Unique-goal agents spend ~48% of their actions gathering versus ~31% in the control, and everything else drops. The behavioral signature of “everyone wants something different” turns out to be “almost everyone over-invests in resource gathering” — consistent with the lower birth rate and the shrinking population.

How to read this

This is random heterogeneous goals vs. one hand-tuned goal — not “diversity good” vs. “diversity bad” in the abstract. The control is a strong, optimized baseline, so the cleanest reading is that un-curated objective diversity lowers collective fitness: when each agent is graded by an arbitrary yardstick, most yardsticks are worse than the one we tuned, and the population pays for it in births and headcount.

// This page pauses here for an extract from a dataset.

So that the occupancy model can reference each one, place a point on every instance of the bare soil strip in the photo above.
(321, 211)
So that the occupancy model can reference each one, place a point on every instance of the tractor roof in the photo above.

One structural caveat worth flagging up front: reward_death_penalty is sampled on a [0, 50] range and lands ~20× larger than every other gene (population mean ~24, population std ~13.7), and it barely moves over the run. So a large share of the “diversity” effect may really be that single high-magnitude gene dominating the reward scale rather than genuine multi-objective heterogeneity. Disentangling that is a follow-up, not a conclusion.

Is the result solid?

Yes. With 20 paired seeds every headline metric is significant at p < 0.05 — most at p ≪ 1e-12 — with effect sizes from dz ≈ 1.6 up to ≈ 12.7 (0.8 is already “large”). The confidence intervals are tight and nowhere near zero. The question now is not whether diverse goals matter but which goals are adaptive and why the population shrinks.

Open questions

  • Does selection ever purge bad goals? At medium pressure diversity persisted. A low/medium/high sweep would show whether stronger selection collapses the diverse objectives and eases the suppression (#892).
  • Stabilize or go extinct? The unique arm is still declining at step 600. A longer horizon (≥1500 steps) would reveal whether it plateaus, recovers, or dies out (#893).
  • Is reward_death_penalty the whole story? Ablating / rescaling that one high-magnitude gene would isolate how much of the effect is genuinely multi-objective (#894).
  • Which objectives are adaptive? Correlating each agent’s reward genes with its lifespan and lineage size would map the selection gradient on every gene (#895).